Siluetas was a long-term project with over 200 silhouettes in all. Ana Mendieta photographed her silhouettes created from the earth over time, documenting their ephemerality and presence via absence. She made a wealth of short films following the same concepts, however also showing the ritual processes of working and becoming part of the earth.
It is from this series that I chose my favorite work of art by Mendieta. Untitled (Image from Yagul) from 1973 prompted the beginning of Siluetas in Mexico. In the photograph, Mendieta is nude, laying on the earthen floor of a shallow grave. Hans Breder placed white flowers all around her body and between her arms and legs. The flowers appear to consume her body and although seemingly morbid, this photograph symbolizes regeneration. From death, new life emerges. I appreciate her portrayal of earth and body as one, showing the physical and spiritual connection between the two. Rather than separating them, she prompts a spectator like myself, to think about how universal systems can work together and consider how the differences among organisms might be infinitesimal.
On Giving Life, 1975
Mendieta tends to a study skeleton representative of death, putting modeling clay and red pigment on the bones. After finishing this beautification of the skeleton, Mendieta laid on top of it, creating a physical bond between life and death.

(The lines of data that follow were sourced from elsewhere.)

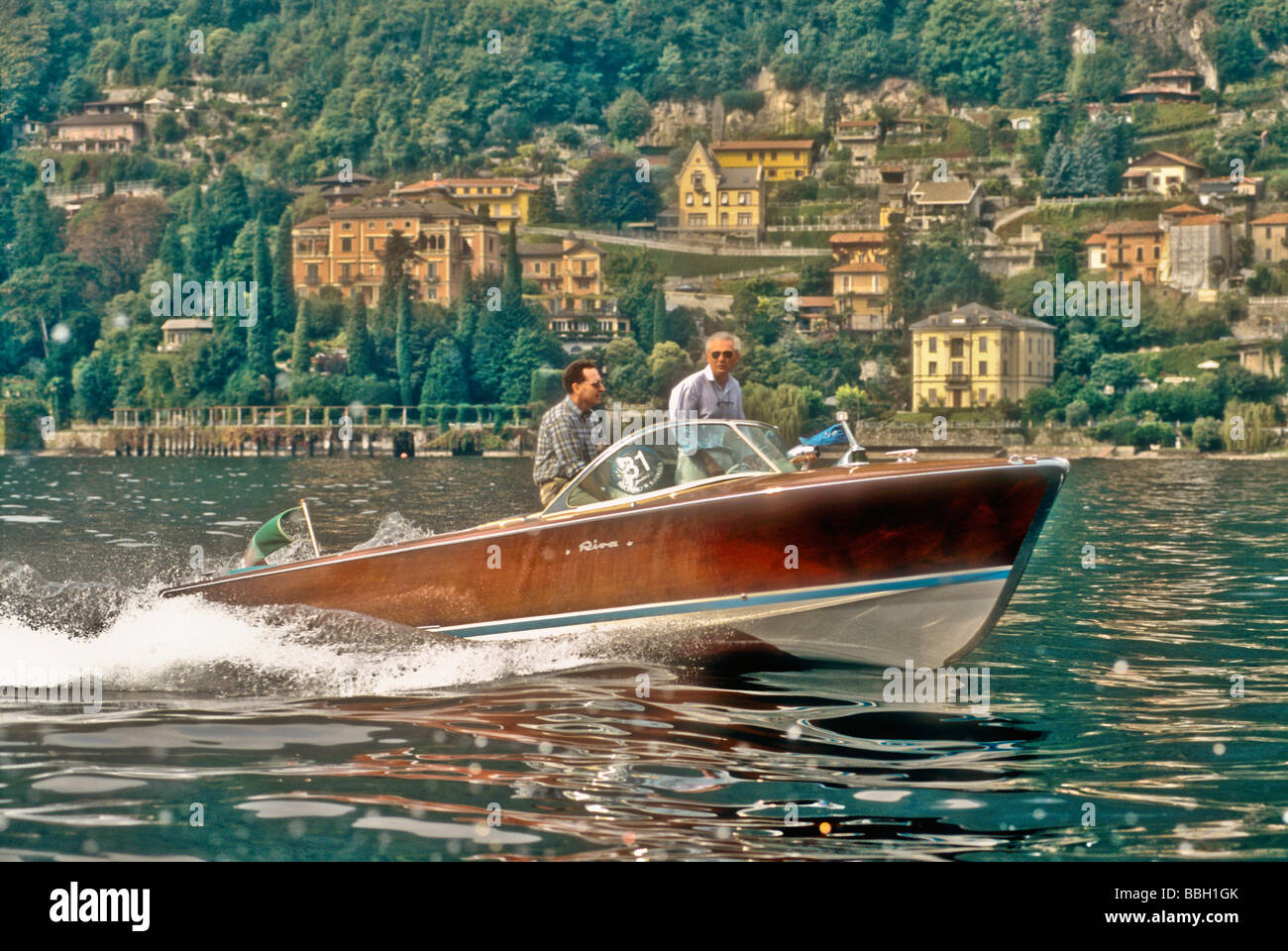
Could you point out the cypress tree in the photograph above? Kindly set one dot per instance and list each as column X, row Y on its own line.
column 660, row 321
column 511, row 286
column 204, row 244
column 37, row 230
column 283, row 276
column 261, row 334
column 171, row 247
column 362, row 359
column 300, row 350
column 402, row 342
column 446, row 381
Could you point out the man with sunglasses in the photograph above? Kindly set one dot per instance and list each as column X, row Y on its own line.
column 566, row 442
column 709, row 393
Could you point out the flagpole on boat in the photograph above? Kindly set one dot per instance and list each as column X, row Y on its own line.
column 317, row 552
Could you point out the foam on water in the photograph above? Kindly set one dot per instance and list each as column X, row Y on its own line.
column 143, row 643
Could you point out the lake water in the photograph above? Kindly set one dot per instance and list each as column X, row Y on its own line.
column 1137, row 692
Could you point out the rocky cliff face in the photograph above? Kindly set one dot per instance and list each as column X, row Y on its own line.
column 1160, row 22
column 1166, row 20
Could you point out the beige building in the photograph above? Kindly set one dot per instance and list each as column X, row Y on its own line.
column 1162, row 172
column 862, row 137
column 176, row 331
column 934, row 202
column 1270, row 239
column 117, row 132
column 503, row 200
column 974, row 356
column 1201, row 252
column 571, row 276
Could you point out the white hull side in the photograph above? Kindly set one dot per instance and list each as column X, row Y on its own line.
column 927, row 625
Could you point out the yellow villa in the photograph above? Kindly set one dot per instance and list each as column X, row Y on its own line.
column 782, row 158
column 717, row 200
column 343, row 248
column 571, row 277
column 974, row 356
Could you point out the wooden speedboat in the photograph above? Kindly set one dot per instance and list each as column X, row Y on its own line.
column 876, row 564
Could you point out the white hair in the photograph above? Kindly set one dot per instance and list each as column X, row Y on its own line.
column 722, row 335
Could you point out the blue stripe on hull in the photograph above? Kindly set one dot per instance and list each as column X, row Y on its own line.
column 687, row 607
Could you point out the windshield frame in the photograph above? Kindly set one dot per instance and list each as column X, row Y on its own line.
column 561, row 501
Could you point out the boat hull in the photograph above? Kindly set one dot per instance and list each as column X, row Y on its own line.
column 876, row 565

Untitled (Siluetas Series), 1976
Mendieta created this silhouette in the sand then added red pigment. The silhouette deteriorates slowly between each photograph as the waves take away sand, dissolving the outline of the silhouette and washing away all evidence of the artist’s presence.
Anima (Firework Piece), 1976
The forces that changed Mendieta’s silhouettes were not always drawn out natural regressions. She subjected them in some cases to immediate destruction, using fire or in the case of Anima she created a theatrical display using fireworks.
Tree of Life, 1976
Camouflaged against a tree with her arms raised in a gesture symbolizing a “wandering soul,” the artist is present yet absent. It is only when looking closer at the photograph that the outline of Mendieta’s body becomes visible. Otherwise, she has all but melted into the natural surroundings.